佐藤さとる×有川浩 対談

佐藤さとる×有川浩 写真

子どもは子ども扱いされたくない

佐藤
ところで、児童文学って、子どものための文学だと思う?
有川
子どものため、と決めつけられると私はちょっと違和感がありますね。大人も充分楽しめるものだと思いますから。それに、子ども向けに書かれていたら、私はこんなにコロボックルにハマっていないと思います。『誰のために書いているのか』と聞かれたら、それは自分の心の中に住んでいる読者のためじゃないでしょうか。もちろん、読者の中には自分も含まれていて。なおかつ、子どもが読んでもわかるように書いてあることが素晴らしいんだと思います。
佐藤
ほとんど正解。ぼくはね、児童文学というのは子どもにも理解と鑑賞ができるように配慮した文学形式、と定義している。でも昔から出版社の自己規制があって、小学5年生向けだったら、4年生で習う漢字までしか使ってはいけないなんて言われたりする。
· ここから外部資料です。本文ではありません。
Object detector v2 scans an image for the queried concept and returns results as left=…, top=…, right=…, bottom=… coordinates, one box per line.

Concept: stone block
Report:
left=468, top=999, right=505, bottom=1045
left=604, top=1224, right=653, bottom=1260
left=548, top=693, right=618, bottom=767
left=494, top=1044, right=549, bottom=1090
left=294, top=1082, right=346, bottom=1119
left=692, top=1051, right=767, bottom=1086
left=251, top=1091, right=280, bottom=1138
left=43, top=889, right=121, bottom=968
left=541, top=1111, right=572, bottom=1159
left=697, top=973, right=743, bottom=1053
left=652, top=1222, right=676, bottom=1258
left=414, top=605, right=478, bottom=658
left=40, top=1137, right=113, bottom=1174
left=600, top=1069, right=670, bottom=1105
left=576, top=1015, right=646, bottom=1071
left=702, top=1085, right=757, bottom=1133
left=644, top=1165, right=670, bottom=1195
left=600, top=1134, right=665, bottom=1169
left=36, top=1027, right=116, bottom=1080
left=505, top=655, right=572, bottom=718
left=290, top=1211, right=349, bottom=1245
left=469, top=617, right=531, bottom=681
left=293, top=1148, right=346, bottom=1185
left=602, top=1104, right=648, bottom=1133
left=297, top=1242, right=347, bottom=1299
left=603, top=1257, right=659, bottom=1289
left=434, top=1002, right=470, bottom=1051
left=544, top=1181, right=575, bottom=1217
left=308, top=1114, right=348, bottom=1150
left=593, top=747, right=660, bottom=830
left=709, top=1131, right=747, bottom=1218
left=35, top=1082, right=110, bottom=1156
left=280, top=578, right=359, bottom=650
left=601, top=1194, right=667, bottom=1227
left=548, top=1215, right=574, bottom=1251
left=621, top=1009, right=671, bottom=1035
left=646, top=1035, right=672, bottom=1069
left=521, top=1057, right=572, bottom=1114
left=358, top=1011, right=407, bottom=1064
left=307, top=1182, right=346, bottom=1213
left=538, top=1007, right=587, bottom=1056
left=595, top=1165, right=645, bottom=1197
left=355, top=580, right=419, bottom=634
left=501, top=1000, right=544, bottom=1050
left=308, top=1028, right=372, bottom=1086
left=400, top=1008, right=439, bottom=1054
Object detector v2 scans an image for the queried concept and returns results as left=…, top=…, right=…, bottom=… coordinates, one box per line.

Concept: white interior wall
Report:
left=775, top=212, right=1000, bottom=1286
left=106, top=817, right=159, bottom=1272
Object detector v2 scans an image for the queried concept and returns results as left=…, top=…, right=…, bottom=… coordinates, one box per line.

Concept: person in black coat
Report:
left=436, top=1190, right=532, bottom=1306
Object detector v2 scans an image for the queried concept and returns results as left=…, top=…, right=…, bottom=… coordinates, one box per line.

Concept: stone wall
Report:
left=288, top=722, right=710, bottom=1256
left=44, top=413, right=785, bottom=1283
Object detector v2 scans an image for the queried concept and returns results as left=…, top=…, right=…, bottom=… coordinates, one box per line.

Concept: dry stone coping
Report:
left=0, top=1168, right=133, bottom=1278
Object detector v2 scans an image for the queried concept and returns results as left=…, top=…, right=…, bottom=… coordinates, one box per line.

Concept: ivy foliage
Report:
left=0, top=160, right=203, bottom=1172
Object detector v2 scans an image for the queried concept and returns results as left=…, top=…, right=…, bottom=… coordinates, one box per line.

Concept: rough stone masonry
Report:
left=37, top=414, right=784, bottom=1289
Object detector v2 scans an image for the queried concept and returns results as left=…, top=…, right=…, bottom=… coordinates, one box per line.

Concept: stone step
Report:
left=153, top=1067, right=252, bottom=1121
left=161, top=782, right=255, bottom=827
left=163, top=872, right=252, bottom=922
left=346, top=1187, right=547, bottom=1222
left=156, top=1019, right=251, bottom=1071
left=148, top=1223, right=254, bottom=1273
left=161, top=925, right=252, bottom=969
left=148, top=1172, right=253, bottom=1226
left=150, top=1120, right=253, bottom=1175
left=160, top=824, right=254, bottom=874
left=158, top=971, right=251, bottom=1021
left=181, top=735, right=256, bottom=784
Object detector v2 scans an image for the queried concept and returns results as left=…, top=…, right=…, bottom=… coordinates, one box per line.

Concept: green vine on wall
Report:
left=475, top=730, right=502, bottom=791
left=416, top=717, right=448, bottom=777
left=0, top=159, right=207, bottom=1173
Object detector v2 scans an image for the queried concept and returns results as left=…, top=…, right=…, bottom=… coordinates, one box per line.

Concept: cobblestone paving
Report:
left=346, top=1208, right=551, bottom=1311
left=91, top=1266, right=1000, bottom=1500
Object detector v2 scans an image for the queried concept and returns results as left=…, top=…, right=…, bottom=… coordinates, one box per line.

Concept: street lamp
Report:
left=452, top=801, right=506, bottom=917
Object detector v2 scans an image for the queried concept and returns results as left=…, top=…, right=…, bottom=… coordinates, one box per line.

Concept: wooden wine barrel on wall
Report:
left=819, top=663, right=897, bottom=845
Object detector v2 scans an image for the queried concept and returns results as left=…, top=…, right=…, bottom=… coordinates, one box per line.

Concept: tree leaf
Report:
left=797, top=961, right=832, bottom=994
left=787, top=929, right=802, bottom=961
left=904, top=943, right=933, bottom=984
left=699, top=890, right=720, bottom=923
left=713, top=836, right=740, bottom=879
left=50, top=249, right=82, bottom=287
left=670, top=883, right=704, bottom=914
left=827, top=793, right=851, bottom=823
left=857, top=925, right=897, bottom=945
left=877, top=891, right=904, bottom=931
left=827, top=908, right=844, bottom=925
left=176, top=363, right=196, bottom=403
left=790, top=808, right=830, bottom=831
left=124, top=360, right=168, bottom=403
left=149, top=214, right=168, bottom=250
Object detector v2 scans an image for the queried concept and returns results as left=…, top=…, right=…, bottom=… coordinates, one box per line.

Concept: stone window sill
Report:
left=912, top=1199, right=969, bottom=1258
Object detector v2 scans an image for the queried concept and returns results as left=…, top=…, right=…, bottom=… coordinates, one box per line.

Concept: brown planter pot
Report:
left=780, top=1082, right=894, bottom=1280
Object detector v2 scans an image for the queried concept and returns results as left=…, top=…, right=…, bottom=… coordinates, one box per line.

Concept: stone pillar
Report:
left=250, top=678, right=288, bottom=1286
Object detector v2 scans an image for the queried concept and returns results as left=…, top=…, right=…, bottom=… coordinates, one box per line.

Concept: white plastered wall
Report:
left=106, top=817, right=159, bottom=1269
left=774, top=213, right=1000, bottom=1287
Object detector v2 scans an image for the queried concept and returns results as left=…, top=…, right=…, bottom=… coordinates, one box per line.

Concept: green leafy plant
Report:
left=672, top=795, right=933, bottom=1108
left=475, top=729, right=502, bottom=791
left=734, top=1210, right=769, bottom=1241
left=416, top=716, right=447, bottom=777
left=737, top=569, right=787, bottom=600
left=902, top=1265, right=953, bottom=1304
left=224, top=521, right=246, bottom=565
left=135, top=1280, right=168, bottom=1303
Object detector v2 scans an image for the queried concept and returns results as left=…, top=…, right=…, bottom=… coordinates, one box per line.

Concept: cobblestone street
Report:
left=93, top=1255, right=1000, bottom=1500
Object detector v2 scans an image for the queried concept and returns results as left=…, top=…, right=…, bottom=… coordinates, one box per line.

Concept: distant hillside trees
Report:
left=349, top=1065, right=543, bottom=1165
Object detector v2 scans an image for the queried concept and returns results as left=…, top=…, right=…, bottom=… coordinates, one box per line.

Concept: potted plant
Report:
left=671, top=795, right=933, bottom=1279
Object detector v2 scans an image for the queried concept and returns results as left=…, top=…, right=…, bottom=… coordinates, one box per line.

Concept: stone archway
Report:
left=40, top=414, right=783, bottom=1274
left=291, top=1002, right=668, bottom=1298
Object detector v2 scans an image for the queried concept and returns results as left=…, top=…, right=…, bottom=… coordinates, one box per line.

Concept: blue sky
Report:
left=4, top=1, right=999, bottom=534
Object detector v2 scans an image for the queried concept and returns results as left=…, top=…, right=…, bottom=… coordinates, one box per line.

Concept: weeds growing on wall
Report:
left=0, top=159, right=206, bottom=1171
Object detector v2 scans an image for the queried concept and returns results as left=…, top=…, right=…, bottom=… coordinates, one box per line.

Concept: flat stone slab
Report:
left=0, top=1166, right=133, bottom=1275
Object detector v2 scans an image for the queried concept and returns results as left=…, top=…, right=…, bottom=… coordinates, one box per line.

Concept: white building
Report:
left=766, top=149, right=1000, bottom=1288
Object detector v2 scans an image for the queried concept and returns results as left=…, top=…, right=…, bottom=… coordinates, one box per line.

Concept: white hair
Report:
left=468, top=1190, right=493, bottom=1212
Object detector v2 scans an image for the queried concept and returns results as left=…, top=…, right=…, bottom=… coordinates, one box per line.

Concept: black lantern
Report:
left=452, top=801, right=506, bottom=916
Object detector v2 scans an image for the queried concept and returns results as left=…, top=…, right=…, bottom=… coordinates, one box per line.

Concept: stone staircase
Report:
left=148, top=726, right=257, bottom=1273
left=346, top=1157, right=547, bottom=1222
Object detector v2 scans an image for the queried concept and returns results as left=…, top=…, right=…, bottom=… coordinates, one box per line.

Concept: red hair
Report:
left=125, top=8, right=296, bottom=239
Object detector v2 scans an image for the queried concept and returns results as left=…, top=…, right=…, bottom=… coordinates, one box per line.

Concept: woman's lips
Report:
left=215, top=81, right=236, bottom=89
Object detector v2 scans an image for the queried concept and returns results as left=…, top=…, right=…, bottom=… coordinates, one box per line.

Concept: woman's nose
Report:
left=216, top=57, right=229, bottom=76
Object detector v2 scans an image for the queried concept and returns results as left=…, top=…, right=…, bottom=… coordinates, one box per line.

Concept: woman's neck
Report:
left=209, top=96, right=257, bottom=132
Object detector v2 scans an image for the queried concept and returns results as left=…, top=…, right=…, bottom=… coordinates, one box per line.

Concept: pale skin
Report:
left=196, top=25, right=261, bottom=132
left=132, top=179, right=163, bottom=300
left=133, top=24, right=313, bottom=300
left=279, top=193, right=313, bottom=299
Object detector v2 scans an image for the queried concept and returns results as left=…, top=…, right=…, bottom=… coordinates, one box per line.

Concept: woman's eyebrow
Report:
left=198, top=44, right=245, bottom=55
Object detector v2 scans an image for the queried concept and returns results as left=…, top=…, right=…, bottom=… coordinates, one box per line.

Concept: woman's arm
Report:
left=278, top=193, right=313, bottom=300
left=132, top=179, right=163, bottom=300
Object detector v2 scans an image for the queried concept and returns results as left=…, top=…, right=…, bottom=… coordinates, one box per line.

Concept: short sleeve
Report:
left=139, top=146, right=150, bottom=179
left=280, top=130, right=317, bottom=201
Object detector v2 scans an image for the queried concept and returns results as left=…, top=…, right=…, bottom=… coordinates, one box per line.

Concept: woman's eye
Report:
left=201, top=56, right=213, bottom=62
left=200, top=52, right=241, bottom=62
それはそれで構わないんだけどね。
有川
文科省の行っている文字使いにも従わなくていいと思うんですよ。背伸びして読みながら知らない言葉で辞書を引くのも楽しみのうちだし。知らない漢字でもふりがなで対応できるし。子供のころ、ふりがなで漢字の読みをいろいろ覚えましたよ。
佐藤
〝子どものため〟って一種のおためごかしだよな。
有川
子どもって、子ども扱いされるのが一番嫌いなんです。コロボックルは私たちを子ども扱いしないでくれたからいいんですよ! 大人が読んでも読み応えのある文章で書かれているからこそ好きだったんです。

100調べて10使え

佐藤
それにしても、有川さんが書くコロボックル物語は楽しみだね。
有川
書かせていただけるのなら、小さい話から……。ペリー・ローダンのように、作者が変わってもどんどん続いている作品がありますよね、コロボックルも、読み継ぐことはもちろんですけれど、そんな風に書き継ぐことができればと思いますね。流れを切ってはいけないものだと思うんです。コロボックルは世代間で受け継がれていくべき宝物だし、文化だと思います。パソコンやゲームが当たり前の子どもたちの前にコロボックルが現れたら、絶対にそっちのほうが楽しいし、夢中になるはずですから。
佐藤
『だれも知らない小さな国』を書いたときは、「おかしな話ができちゃったけど、これなんだろう?」って思った。僕の師匠の平塚武二先生に「いろんなところに送れ」と言われて、百部ほど作った私家版を、出版各社に送ったら、すぐに講談社から速達が届いたんだよね。実に幸運だった。平塚先生に100調べて10使えって言われたのを思い出す。そんなつもりで書いたからね。
有川
私も、児玉さんとの対談でも話したんですが、膨大に調べて膨大に捨てろ、という言葉を大切にしています。
佐藤
慣れてくるとそれほど苦にはならない。

二人の意外な共通点とは

有川
ところで、一つ伺ってもいいですか? 私、デビューする前に書きためた小説を夫に見せたら、『君はいつか小説家になるよ』って言ってくれて、それが支えになったんです。今でも原稿を書いたら最初に読むのが夫なんですが、やはり先生も――。
佐藤
うん、まあ、そうだな
奥様
ええ。この人は書き手、私は読み手。
有川
いい伴侶に恵まれているっていうことも先生と私の共通点ですね(笑)。